Dans la controverse avec les Saducéens qui ne croient pas à la résurrection, le Seigneur dit à ces derniers : mais Dieu s’est appelé « Dieu d’Abraham, d’Isaac et de Jacob ». Tous trois font partie du nom de Dieu, sont inscrits dans le nom de Dieu, demeurent dans le nom de Dieu, dans la mémoire de Dieu ; ainsi le Seigneur dit : Dieu n’est pas un Dieu des morts, c’est un Dieu des vivants, et ceux qui font partie du nom de Dieu, qui sont dans la mémoire de Dieu, sont vivants. Nous les hommes, avec notre mémoire, nous ne pouvons malheureusement conserver qu’une ombre des personnes que nous avons aimées. Mais la mémoire de Dieu ne conserve pas seulement des ombres, elle est l’origine de la vie : ici, les morts vivent, ils sont entrés, dans sa vie et avec sa vie, dans la mémoire de Dieu, qui est la vie. Voici ce que nous dit le Seigneur aujourd’hui : tu es inscrit dans le nom de Dieu, tu vis en Dieu avec la vraie vie, tu vis de la source vraie de la vie.

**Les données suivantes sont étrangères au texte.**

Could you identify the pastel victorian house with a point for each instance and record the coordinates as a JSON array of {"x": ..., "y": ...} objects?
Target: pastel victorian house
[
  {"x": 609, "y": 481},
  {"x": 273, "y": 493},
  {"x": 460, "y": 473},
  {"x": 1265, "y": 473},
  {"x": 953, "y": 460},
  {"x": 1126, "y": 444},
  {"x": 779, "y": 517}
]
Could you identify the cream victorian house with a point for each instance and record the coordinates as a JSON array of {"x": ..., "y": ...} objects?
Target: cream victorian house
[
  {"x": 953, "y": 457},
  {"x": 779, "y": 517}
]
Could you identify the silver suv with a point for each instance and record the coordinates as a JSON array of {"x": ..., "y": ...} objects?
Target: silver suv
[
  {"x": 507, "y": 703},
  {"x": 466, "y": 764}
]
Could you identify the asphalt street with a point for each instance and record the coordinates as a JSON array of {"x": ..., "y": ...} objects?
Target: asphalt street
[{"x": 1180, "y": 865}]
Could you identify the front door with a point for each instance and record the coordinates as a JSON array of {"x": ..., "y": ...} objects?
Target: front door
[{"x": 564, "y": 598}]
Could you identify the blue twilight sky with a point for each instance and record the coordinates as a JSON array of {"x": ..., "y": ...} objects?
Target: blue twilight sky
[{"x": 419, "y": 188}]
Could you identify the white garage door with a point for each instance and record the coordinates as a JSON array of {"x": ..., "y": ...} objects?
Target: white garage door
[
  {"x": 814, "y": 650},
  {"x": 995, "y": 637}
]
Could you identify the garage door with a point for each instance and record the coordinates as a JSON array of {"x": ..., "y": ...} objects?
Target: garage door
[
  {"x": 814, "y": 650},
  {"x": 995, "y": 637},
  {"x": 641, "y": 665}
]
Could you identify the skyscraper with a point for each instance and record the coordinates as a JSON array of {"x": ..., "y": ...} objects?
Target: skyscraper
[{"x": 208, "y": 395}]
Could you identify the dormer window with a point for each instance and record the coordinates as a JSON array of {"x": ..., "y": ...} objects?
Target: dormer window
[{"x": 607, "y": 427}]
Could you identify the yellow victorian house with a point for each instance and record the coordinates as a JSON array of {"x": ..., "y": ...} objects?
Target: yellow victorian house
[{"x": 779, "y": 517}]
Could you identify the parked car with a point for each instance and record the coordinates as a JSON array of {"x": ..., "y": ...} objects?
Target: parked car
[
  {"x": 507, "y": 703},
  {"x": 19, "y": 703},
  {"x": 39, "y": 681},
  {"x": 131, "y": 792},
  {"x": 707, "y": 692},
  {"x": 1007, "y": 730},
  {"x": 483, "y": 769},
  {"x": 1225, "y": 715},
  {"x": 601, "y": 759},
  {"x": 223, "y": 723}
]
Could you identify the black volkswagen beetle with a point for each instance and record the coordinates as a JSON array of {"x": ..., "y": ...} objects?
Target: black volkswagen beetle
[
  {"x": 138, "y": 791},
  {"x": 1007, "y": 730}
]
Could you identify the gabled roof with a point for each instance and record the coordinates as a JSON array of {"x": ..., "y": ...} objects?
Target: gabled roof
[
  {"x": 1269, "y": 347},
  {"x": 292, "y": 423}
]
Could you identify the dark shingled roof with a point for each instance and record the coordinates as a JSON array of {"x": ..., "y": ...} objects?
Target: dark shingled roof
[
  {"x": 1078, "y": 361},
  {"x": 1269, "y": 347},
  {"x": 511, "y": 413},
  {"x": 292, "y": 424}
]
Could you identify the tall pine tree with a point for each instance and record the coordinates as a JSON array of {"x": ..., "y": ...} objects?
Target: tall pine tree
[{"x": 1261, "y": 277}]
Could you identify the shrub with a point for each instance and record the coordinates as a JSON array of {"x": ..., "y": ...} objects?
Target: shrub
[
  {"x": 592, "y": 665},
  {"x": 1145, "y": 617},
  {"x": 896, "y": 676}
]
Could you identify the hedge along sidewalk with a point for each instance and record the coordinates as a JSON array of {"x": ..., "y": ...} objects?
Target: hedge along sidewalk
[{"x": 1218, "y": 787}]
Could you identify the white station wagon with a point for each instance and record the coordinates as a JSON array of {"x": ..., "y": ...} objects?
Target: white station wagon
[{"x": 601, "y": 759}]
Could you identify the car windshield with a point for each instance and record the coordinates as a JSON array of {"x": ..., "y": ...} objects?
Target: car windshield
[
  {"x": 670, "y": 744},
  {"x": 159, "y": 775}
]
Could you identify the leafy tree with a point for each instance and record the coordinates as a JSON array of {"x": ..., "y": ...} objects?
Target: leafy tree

Ainsi, en ce moment de tristesse, nous sommes consolés. Et la liturgie renouvelée après le Concile ose nous enseigner à chanter « Alléluia » même dans la messe pour les Défunts. Quelle audace ! Nous sentons surtout la douleur de la perte, nous sentons surtout l’absence, le passé, mais la liturgie sait que nous sommes dans le même Corps du Christ et que nous vivons à partir de la mémoire de Dieu, qui est notre mémoire. Dans cet entrelacement de sa mémoire et de notre mémoire, nous sommes ensemble, nous sommes vivants. Prions le Seigneur de pouvoir sentir toujours plus cette communion de mémoire, que notre mémoire de Dieu dans le Christ devienne toujours plus vivante, et que nous puissions ainsi sentir que notre vraie vie est en Lui et que nous restions tous unis en Lui. En ce sens, chantons « Alléluia », certains que le Seigneur est la vie et que son amour ne finit jamais. Amen.